17/04/2010
La Moule perlière d'eau douce
La Moule perlière d'eau douce
Margaritifera margaritifera (L. 1758)
Famille des Margaritiféridés
par André Guyard
Pour s'assurer de la qualité des eaux douces, l'Onema inspecte 1500 sites de rivières tous les deux ans et 200 lacs tous les six ans.
La directive-cadre européenne (DCE) exige de définir les équilibres naturels entre espèces ainsi que la productivité optimale d'une rivière. Cette dernière se calcule en kilos de poissons par hectare de rivière. Pour l'instant, on estime qu'une rivière à cyprinidés "produit" de 200 à 600 kilos de poissons par hectare... une fourchette trop vaste pour avoir une idée précise du "bon état écologique" exigé par la DCE. Mais on manque de références historiques comme l'explique Philippe Barran : «La morphologie de presque tous nos cours d'eau a été modifiée depuis la révolution industrielle.»

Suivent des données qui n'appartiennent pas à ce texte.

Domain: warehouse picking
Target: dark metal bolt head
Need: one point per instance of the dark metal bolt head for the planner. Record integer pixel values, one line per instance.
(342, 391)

Pour essayer de définir un bon état écologique de base, la meilleure approche est d'étudier la petite centaine de ruisseaux qui ont traversé les siècles sans dommages : le Chabot, la Lamproie de Planer, l'Écrevisse à pattes blanches et la Moule perlière y vivent encore. Ces quatre espèces sont évaluées dans le Morvan par un programme européen Life. Ces espèces sentinelles de la qualité des sites aquatiques sont appelées espèces indicatrices.

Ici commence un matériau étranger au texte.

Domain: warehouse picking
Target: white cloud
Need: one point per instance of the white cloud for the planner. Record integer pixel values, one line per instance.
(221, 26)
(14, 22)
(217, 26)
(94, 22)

Parmi les espèces indicatrices de la qualité des sites aquatiques d'eau douce est la Mulette perlière ou Moule perlière (Margaritifera margaritifera). En France, son aire de répartition couvre l'essentiel des massifs cristallophylliens du territoire métropolitain français : Massif Armoricain, Massif Central, Morvan, Alpes et Pyrénées, à l'exclusion du bassin du Rhône. Elle était jadis si abondante que ses perles ont orné colliers et parures jusqu'au milieu du XXe siècle. C'est un mollusque lamellibranche des rivières claires d'Europe, de Russie, du Canada et de la façade Est des États-Unis, une espèce désormais protégée et connue pour sa durée de vie exceptionnelle (plus d'un siècle). Dans la nature, on rencontre une perle pour mille individus. À l'occasion du baptême de son fils, le futur Louis XIII, Marie de Médicis exigea une robe entièrement recouverte de milliers de perles venues des rivières françaises. On imagine l'hécatombe engendrée par ce caprice royal !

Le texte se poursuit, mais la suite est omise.